AT&T execs see COVID-19 potentially delaying consumer 5G adoption

Goal is to time broad 5G availability with 5G iPhone availability

Speaking May 12 at the MoffettNathanson Media and Communications Summit, AT&T SVP and CFO John Stephens acknowledged that COVID-19’s impact on the economy has changed the calculus related to 5G device purchases. But, he said, the nature of AT&T’s 5G build, which also includes LTE upgrades and the FirstNet deployment, will still pass along benefits to users.

“The factors have changed,” Stpehens said, according to a transcript of the virtual discussion. “Yes, a consumer may consider putting off the purchase of many consumer devices, appliances, cars, phones, other things in an effort to retain their resources…That may happen, but it doesn’t affect our profitability.”

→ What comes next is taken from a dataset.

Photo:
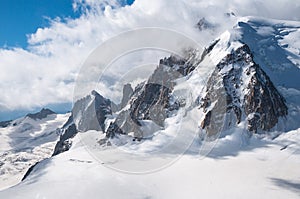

He continued: “The way we’re building towards 5G in an evolutionary basis, we are dramatically improving our LTE coverage and speeds along the way. So the customers we have get the benefit of what we’ve done with the equipment that’s in their hands today. They don’t need to buy a new device, although we do expect 5G to provide new opportunities and new applications.”

AT&T is building out both low-band 5G using its 850 MHz spectrum and millimeter wave spectrum, the latter of which is billed as 5G+. Stephens said the goal is a “national footprint in 5G by mid-summer.”

Speaking a day later at the JPMorgan Technology, Media and Communications Conference, current AT&T COO, future CEO, John Stankey said the operator has added more than 70% capacity to its network and the company has the spectrum depth to allow for a “very, very effective transition to 5G”

“We’re seeing the strength of that core LTE network get better as we’re deploying all the technologies that LTE-Advanced allows,” Stankey said, according to a transcript of the session. “And at the same time, now starting to layer 5G, and to your point, we’ll be in a situation where, in the summer, we’ll have that nationwide coverage of 5G. I think you know our customer base really well. It far over indexes on Apple products. They’re not as consumed right now on 5G as an offering because there is no 5G Apple product, and there won’t be probably until later this year. I would expect at some point in time after, we’ll make an announcement on something. I believe our network will line up well to when those product offerings possibly could occur and come in the market.”

In response to a question from Craig Moffett regarding the outlook for 5G in enterprises facing financial pressure–“does it change your expectation for how quickly 5G happens as a commercial proposition?”–Stephens said it’s a mixed bag. “Technologies often bring cost efficiencies. So when you’re in those businesses that are going through this, you do have solid balance sheet, solid capabilities, good technology, they may want to move quicker to 5G to wring out the cost savings and efficiencies. So we’ll see how that plays out, but we still think that’s one side of it…We’ll see what happens with business, but this could, in some cases, accelerate the demand for cost efficiencies that 5G will provide.”

Stankey expounded on this, noting the COVID-19-related trends around working from home. 5G, he said, “allows that enterprise to think about a highly-managed wide area network with incredible levels of security that supports the kind of environments that we’re in today. And so I think it plays very well into the enterprise thinking about more extended managed network and having the ability to go and deal with the workforce that’s out there as well as new business models that we’ve talked about. You think about managing a distributed environment, like a manufacturing, or you think about zones, like medical communities and medical establishments, and what can occur, I think those use cases in the midterm will be the ones that we see start to pop up. That really demonstrate the architectural strength of 5G and what it can do, probably more so than what we see out in the distributed consumer space other than faster networks that are able to handle more traffic are a good thing for consumers, and 5G will certainly be a step that helps in that dynamic.”